Nicolas Bourriaud : Les époques les plus intéressantes de l’art chinois, à mon avis, sont celles où il entre en rupture avec le confucianisme. La peinture sous les Song est bien plus intéressante, parce qu’elle est réalisée par des érudits, des poètes, des métaphysiciens. Les années 1990 sont passionnantes parce qu’elles introduisent à des personnalités en rupture. Aujourd’hui, j’ai par exemple invité à la biennale de Gwangju des artistes comme Cheng Xinhao ou Wang Yuyan, qui sont porteurs d’idées radicales et novatrices, tous deux s’exprimant à travers la vidéo. Mais à Taipei, j’avais également travaillé avec Hu Xiaoyuan, qui me semble une artiste importante, mais je pourrais en citer d’autres.

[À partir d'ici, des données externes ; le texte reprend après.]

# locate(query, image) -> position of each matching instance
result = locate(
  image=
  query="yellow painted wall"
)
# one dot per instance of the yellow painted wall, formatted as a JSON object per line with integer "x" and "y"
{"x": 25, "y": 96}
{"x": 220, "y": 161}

Ce qui me semble ralentir la scène artistique chinoise en ce moment, c’est le manque de personnalité de beaucoup de ses musées et centres d’art, qui semblent recycler les mêmes idées et les mêmes esthétiques, ou céder à un art spectaculaire et facile.

Vue de la 15e Biennale de Gwangju (Corée du Sud), 2024. Marguerite Humeau, *stirs, 2024. Commande de la 15e Biennale de Gwangju. Courtesy de Surface Horizon Ltd.